JEFF GOODMAN313,000 followers track his every hoop scoop on the social media platform formerly known as Twitter
“Bob Knight is an absolute no-brainer to me on the Mount Rushmore.
“John Wooden, Coach K and Knight are the three no-brainers for me.
“The fourth is debatable. I might go with Dean Smith for the final spot.”
Dean Smith (Nicholas Lisi)
JOHN AKERSRetired, do-it-all publisher of the late, great Basketball Times
“My initial response was that of course Knight belongs on any Mount Rushmore of college basketball coaches, but I soon realized that it would have to be a five-faced monument for it to be so clear-cut.
“John Wooden and Mike Krzyzewski are the only no-brainers. Choosing between Knight, Dean Smith and Adolph Rupp requires some thought. All three won a similar number of games and titles and were innovators in the sport.

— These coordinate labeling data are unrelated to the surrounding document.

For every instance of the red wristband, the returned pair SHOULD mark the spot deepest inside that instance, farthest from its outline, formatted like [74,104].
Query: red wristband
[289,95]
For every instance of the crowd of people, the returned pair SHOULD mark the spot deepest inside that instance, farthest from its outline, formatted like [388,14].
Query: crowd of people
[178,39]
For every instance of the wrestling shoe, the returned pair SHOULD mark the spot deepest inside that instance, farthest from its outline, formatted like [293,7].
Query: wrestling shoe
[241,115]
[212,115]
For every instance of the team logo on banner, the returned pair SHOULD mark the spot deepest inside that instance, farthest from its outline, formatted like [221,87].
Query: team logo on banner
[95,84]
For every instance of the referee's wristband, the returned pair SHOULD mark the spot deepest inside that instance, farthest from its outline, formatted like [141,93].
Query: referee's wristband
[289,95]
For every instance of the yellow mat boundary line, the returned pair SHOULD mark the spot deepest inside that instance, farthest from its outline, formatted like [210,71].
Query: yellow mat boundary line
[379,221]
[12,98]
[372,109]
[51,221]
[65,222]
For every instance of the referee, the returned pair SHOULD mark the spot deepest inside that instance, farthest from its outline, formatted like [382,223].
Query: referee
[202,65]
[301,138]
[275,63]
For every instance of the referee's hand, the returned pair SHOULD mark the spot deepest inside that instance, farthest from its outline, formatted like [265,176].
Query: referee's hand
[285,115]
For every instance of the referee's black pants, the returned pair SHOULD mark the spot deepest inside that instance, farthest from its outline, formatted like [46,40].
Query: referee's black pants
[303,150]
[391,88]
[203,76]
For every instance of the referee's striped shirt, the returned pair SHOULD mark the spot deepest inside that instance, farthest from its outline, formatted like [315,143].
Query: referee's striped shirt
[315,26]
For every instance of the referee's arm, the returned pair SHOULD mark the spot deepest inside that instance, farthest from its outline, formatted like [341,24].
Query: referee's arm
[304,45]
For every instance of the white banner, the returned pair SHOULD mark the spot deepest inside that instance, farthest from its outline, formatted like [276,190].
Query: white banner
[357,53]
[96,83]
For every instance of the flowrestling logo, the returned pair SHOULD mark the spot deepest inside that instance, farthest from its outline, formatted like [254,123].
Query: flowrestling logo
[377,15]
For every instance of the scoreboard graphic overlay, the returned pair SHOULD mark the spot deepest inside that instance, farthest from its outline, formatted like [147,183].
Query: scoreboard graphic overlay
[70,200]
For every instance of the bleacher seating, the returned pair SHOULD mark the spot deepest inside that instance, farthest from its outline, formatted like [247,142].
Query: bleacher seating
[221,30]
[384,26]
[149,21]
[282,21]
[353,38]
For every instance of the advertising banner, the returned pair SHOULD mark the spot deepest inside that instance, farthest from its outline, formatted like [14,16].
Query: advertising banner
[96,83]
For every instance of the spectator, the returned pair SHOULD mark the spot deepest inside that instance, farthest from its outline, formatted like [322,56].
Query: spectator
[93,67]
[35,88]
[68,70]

“What makes Bob Knight and Dean Smith more deserving, for me, is the symbolic nature of the 1952-53 season, when Kentucky was essentially given the NCAA’s first death penalty because of a point-shaving scandal and numerous NCAA violations committed under Rupp’s watch.
“Say what you will about Knight’s behavior at times but, like Smith, his teams never came close to inviting that sort of NCAA scrutiny.
“So, yes, Knight belongs on this Mount Rushmore, even if it isn’t a no-brainer.”